A gigante de streaming Netflix investiu, até o momento, na produção de 4 adaptações: Erased, Alice in Borderlad, Death Note e Cowboy Bebop. Ela não injetou grana em Bleach ou Fullmetal Alchemist, atuando apenas como distribuidora global exclusiva do conteúdo. Nesse 50/50 da lista, chegamos ao 5º e mais ambicioso projeto anunciado: uma série live-action para One Piece.

O universo do mangá criado por Eiichiro Oda em 1997 na Shonen Jump possui uma bem sucedida adaptação em animê (produzida pela Toei Animation a partir de 1999), que se tornou sucesso em todo mundo — mesmo que em alguns países esse sucesso tenha sido “efetivado” com um atraso de décadas por conta de decisões equivocadas da Toei no passado.

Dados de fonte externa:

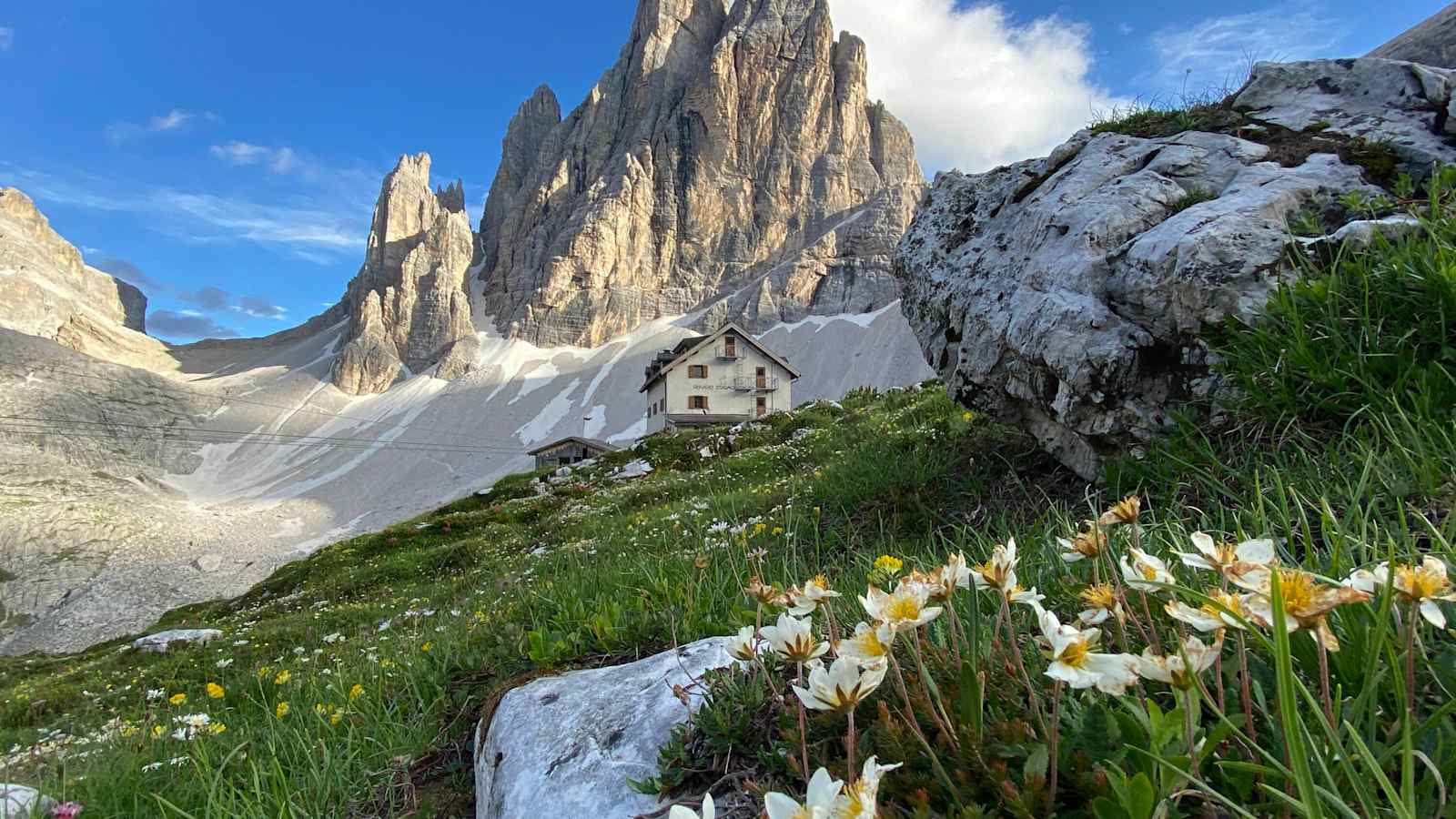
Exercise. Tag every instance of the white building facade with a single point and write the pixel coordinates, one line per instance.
(723, 378)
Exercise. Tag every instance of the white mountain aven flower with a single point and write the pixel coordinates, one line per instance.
(813, 595)
(1145, 571)
(1075, 662)
(1087, 545)
(870, 646)
(1212, 617)
(793, 639)
(1103, 603)
(859, 800)
(902, 610)
(1307, 602)
(679, 812)
(1424, 586)
(1181, 671)
(819, 804)
(844, 685)
(743, 646)
(1229, 560)
(999, 571)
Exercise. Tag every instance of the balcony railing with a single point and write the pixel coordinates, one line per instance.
(752, 383)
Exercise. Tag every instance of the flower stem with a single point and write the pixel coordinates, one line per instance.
(957, 636)
(1152, 625)
(804, 736)
(1053, 753)
(1245, 695)
(1021, 665)
(1324, 680)
(905, 694)
(936, 709)
(1410, 661)
(1190, 729)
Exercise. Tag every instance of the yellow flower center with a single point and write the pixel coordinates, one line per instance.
(1298, 591)
(1075, 654)
(903, 608)
(1419, 583)
(1099, 596)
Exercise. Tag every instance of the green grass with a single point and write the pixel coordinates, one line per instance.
(1337, 442)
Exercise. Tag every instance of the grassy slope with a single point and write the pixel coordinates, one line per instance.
(1341, 448)
(500, 586)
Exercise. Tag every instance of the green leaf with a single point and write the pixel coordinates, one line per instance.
(1104, 807)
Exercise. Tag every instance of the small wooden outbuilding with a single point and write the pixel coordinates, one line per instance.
(570, 450)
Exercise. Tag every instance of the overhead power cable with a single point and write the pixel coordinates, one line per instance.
(225, 398)
(34, 424)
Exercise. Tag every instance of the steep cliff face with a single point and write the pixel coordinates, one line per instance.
(730, 157)
(408, 305)
(1431, 43)
(48, 290)
(1067, 293)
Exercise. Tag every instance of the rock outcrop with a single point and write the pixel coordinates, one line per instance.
(48, 290)
(410, 308)
(732, 159)
(567, 745)
(1431, 43)
(1067, 293)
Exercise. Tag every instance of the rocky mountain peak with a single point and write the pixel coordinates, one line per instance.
(408, 305)
(730, 159)
(48, 290)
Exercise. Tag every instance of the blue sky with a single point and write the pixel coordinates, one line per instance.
(228, 160)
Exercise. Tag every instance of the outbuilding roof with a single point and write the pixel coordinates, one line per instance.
(593, 443)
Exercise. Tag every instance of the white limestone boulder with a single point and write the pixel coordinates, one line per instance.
(567, 745)
(1067, 295)
(160, 642)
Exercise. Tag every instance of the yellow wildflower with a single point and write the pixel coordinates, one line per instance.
(888, 564)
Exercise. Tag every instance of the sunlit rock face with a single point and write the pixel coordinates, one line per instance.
(408, 307)
(48, 290)
(1069, 293)
(1433, 41)
(732, 159)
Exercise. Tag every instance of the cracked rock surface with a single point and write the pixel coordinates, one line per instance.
(567, 745)
(1067, 293)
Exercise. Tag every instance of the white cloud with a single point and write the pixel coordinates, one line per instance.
(239, 153)
(278, 160)
(976, 87)
(1216, 53)
(334, 227)
(162, 123)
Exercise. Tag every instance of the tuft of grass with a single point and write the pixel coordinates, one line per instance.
(1196, 196)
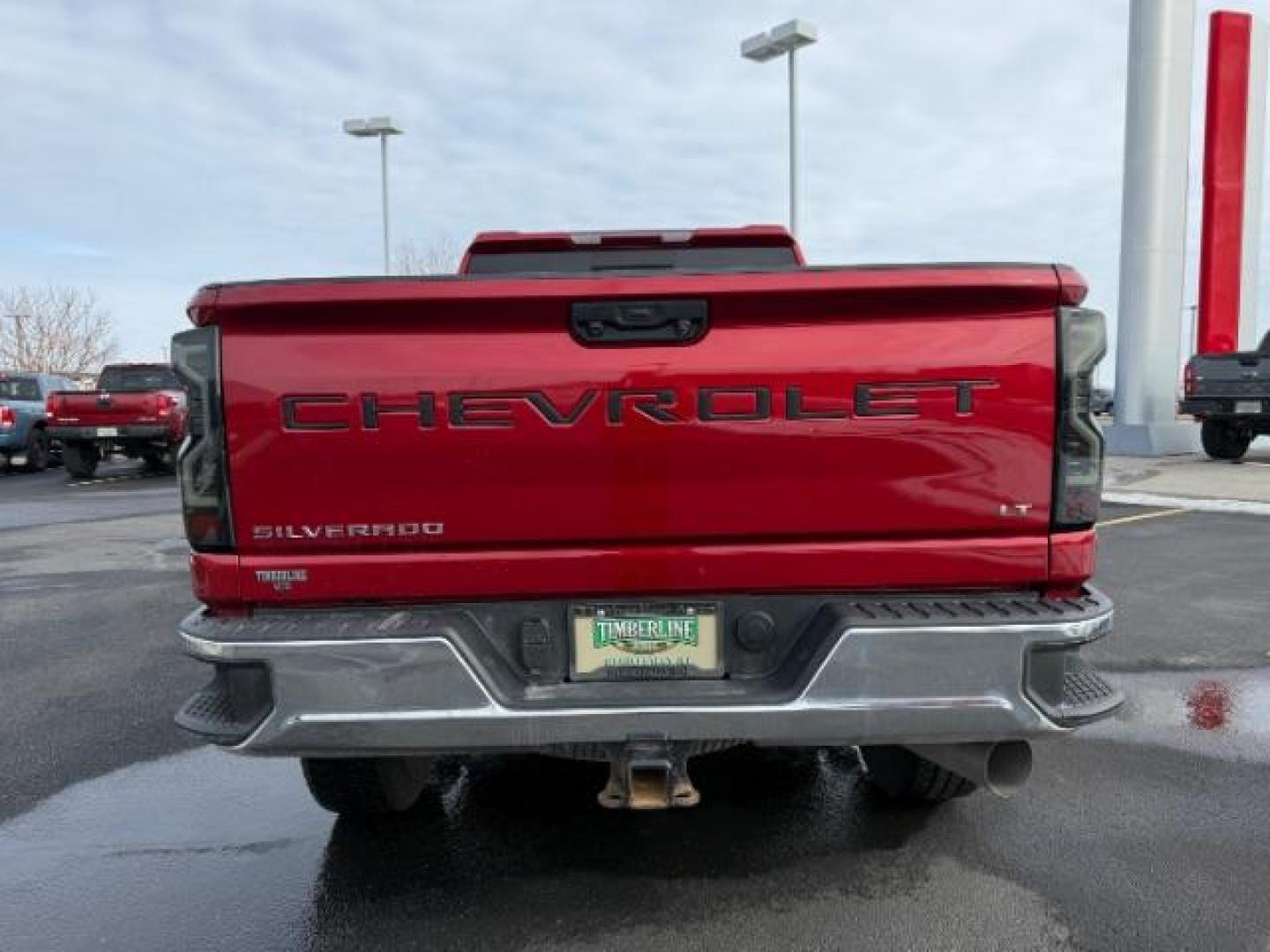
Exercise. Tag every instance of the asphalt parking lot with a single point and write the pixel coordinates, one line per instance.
(117, 831)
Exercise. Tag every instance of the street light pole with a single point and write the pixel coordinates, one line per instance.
(785, 40)
(793, 58)
(384, 196)
(383, 127)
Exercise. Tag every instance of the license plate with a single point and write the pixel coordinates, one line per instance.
(646, 643)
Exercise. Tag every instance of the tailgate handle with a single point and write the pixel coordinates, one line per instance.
(639, 322)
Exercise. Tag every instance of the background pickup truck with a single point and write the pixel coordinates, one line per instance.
(23, 426)
(640, 496)
(1229, 394)
(138, 409)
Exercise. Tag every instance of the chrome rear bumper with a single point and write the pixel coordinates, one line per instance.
(376, 689)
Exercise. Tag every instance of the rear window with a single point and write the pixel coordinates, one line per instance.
(131, 380)
(631, 259)
(19, 389)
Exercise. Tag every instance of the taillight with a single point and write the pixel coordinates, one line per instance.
(1079, 447)
(202, 461)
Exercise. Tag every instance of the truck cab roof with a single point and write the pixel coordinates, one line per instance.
(669, 249)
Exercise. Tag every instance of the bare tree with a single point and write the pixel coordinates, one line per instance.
(439, 257)
(54, 329)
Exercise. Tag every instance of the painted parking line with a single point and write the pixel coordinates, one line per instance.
(1194, 504)
(80, 484)
(1139, 517)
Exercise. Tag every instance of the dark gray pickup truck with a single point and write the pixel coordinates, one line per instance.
(1229, 394)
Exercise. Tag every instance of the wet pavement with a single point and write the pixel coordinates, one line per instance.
(1147, 831)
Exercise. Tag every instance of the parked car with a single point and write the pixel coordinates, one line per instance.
(1229, 394)
(25, 438)
(138, 409)
(641, 496)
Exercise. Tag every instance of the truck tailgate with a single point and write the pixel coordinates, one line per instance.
(97, 407)
(461, 420)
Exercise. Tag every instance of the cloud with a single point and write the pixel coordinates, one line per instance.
(195, 143)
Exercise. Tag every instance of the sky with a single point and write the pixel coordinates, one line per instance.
(152, 147)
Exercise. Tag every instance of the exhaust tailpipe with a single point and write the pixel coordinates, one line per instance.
(1001, 768)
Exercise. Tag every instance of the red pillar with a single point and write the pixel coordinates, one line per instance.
(1226, 122)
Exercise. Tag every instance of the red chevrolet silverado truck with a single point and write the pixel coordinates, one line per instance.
(138, 409)
(640, 496)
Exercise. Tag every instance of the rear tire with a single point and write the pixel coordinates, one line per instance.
(371, 786)
(37, 450)
(905, 777)
(1224, 439)
(81, 458)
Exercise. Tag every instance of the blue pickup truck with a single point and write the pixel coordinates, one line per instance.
(23, 435)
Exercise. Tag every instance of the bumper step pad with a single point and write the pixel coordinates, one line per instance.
(228, 707)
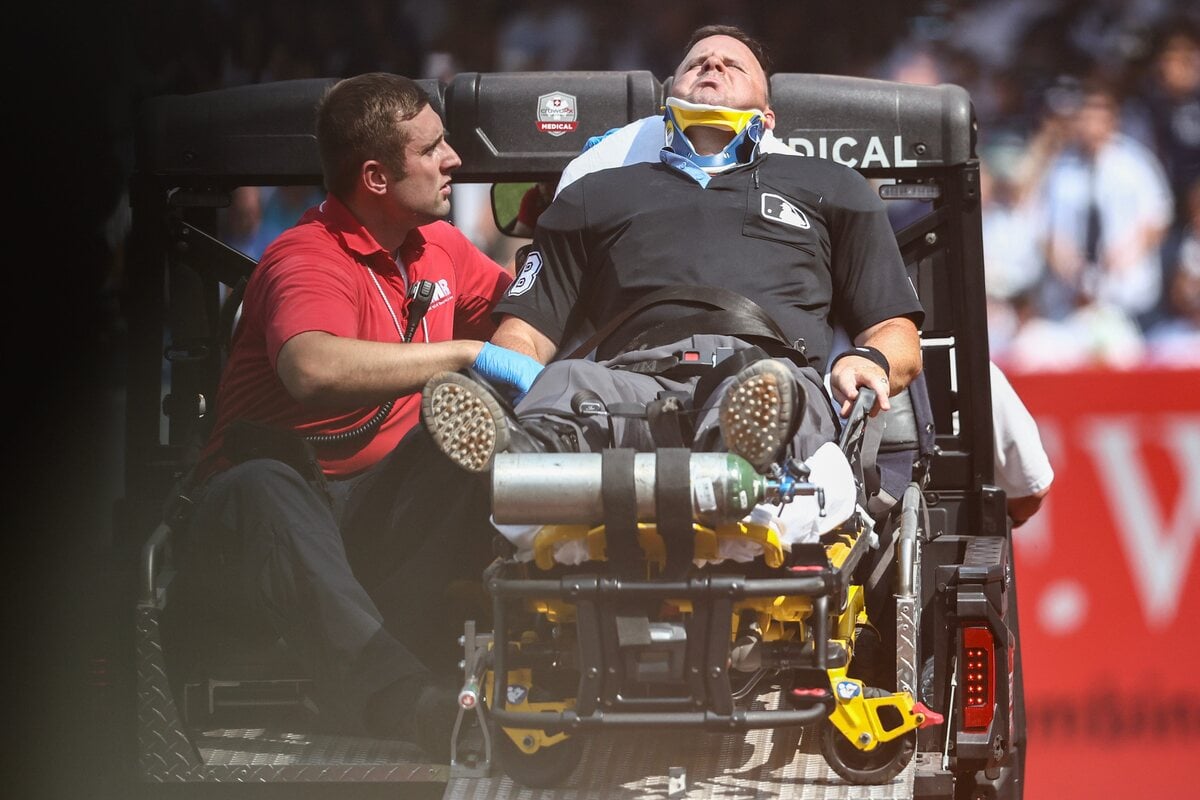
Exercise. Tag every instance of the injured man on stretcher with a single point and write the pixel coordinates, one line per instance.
(696, 296)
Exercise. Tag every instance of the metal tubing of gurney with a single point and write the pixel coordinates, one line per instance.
(555, 721)
(582, 587)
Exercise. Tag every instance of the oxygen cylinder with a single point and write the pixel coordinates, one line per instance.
(565, 488)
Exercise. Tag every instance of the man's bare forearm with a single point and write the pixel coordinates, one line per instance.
(519, 335)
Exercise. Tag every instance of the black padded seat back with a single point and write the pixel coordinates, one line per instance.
(873, 125)
(516, 126)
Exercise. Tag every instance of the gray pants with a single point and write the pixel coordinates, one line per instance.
(551, 396)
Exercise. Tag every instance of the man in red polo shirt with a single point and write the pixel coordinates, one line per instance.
(346, 523)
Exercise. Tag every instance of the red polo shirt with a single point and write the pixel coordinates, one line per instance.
(317, 276)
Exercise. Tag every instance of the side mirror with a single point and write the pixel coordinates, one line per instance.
(507, 208)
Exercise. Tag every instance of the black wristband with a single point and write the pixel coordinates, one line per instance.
(871, 354)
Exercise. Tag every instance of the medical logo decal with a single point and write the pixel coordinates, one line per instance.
(847, 690)
(557, 113)
(527, 275)
(779, 209)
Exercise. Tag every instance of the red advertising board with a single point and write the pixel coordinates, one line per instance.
(1109, 587)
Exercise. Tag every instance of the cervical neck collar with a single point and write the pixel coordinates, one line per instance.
(745, 125)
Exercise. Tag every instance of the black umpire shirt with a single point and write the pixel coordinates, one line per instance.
(807, 239)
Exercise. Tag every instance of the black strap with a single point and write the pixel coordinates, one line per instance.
(669, 419)
(672, 506)
(617, 489)
(713, 378)
(730, 323)
(708, 296)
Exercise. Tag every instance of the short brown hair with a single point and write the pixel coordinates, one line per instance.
(358, 120)
(732, 31)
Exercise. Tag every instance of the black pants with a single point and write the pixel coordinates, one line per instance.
(365, 582)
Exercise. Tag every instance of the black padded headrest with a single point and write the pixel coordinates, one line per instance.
(513, 126)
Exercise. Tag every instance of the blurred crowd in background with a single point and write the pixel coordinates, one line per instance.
(1089, 124)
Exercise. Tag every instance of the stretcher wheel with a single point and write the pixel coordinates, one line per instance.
(862, 767)
(544, 769)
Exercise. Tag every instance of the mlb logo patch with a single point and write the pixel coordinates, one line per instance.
(778, 208)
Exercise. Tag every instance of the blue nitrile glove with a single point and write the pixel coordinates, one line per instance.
(505, 366)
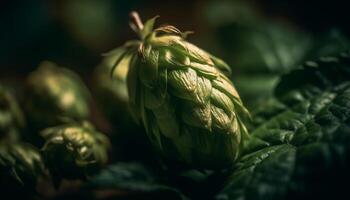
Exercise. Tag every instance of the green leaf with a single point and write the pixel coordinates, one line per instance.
(301, 150)
(134, 179)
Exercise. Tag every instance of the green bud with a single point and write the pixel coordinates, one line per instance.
(11, 117)
(74, 150)
(55, 93)
(21, 166)
(190, 109)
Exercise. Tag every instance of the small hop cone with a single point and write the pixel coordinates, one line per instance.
(190, 109)
(74, 150)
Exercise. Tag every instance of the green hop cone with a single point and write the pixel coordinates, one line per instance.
(21, 166)
(11, 116)
(191, 111)
(55, 93)
(74, 150)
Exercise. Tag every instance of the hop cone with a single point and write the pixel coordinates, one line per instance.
(74, 150)
(54, 93)
(20, 167)
(188, 106)
(11, 117)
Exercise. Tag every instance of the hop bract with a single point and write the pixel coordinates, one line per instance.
(190, 109)
(74, 150)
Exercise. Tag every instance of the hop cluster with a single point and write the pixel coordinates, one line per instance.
(74, 150)
(54, 93)
(189, 108)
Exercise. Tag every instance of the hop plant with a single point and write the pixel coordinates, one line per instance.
(190, 109)
(55, 93)
(11, 117)
(21, 166)
(111, 94)
(74, 150)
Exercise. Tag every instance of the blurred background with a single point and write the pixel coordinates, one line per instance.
(74, 33)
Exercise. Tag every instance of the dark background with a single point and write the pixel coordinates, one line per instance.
(75, 33)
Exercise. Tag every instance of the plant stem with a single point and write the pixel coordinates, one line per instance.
(136, 21)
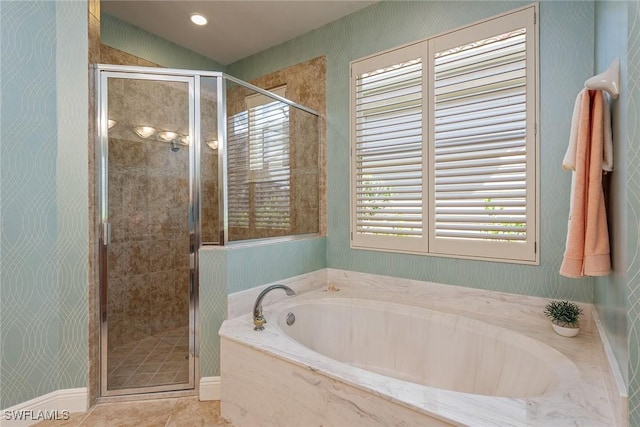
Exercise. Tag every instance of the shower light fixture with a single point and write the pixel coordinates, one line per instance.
(184, 140)
(198, 19)
(144, 131)
(167, 136)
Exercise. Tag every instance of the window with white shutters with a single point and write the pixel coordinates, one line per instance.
(387, 154)
(444, 147)
(259, 194)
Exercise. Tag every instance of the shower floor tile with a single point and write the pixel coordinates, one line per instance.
(161, 359)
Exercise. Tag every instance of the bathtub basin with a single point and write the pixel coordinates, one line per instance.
(428, 347)
(410, 355)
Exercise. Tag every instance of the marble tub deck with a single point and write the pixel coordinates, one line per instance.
(593, 400)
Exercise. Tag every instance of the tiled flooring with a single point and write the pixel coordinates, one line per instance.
(182, 412)
(157, 360)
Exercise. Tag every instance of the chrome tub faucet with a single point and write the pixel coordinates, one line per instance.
(258, 319)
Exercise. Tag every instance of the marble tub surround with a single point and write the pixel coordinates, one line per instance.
(306, 387)
(242, 302)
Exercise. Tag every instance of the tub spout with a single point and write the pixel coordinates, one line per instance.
(258, 319)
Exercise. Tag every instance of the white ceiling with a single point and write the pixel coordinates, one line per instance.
(236, 29)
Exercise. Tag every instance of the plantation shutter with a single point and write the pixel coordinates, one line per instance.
(237, 177)
(269, 170)
(258, 164)
(482, 138)
(387, 153)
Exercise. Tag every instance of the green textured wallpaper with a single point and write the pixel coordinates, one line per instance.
(43, 187)
(610, 292)
(566, 59)
(633, 209)
(236, 268)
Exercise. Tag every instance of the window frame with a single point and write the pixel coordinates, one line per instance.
(500, 251)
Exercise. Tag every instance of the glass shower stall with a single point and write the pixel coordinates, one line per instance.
(186, 158)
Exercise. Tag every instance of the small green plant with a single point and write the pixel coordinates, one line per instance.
(563, 313)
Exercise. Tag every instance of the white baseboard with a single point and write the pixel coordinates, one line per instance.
(210, 388)
(55, 405)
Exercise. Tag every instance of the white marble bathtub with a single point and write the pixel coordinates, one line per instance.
(391, 352)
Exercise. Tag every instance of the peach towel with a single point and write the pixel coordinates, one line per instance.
(587, 249)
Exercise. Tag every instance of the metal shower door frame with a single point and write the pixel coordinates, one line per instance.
(103, 74)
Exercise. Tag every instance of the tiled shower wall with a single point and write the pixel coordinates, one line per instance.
(148, 270)
(305, 83)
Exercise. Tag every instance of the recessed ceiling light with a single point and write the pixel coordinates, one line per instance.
(198, 19)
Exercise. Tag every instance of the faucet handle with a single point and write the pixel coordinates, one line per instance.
(259, 321)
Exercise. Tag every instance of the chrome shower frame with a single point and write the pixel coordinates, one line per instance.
(193, 78)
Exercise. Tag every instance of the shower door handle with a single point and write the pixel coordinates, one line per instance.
(106, 233)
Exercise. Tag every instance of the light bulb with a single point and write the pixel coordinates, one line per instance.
(144, 131)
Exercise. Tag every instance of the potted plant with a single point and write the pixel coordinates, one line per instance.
(564, 317)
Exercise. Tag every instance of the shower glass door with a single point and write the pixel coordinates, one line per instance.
(148, 232)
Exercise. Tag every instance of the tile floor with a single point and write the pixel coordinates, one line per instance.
(160, 359)
(177, 412)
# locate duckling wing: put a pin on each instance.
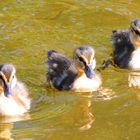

imagem: luffy transformado pelo gear 5.

Reprodução: Toei.

Quando a Netflix anunciou que o live-action estrearia neste ano, o público se perguntou de forma uníssona: por quê? É claro que a decepção da última investida desse tipo de produção por parte da empresa, Cowboy Bebop, ainda estava fresca na memória das pessoas e o trauma com a versão execrável de Death Note ainda persistia.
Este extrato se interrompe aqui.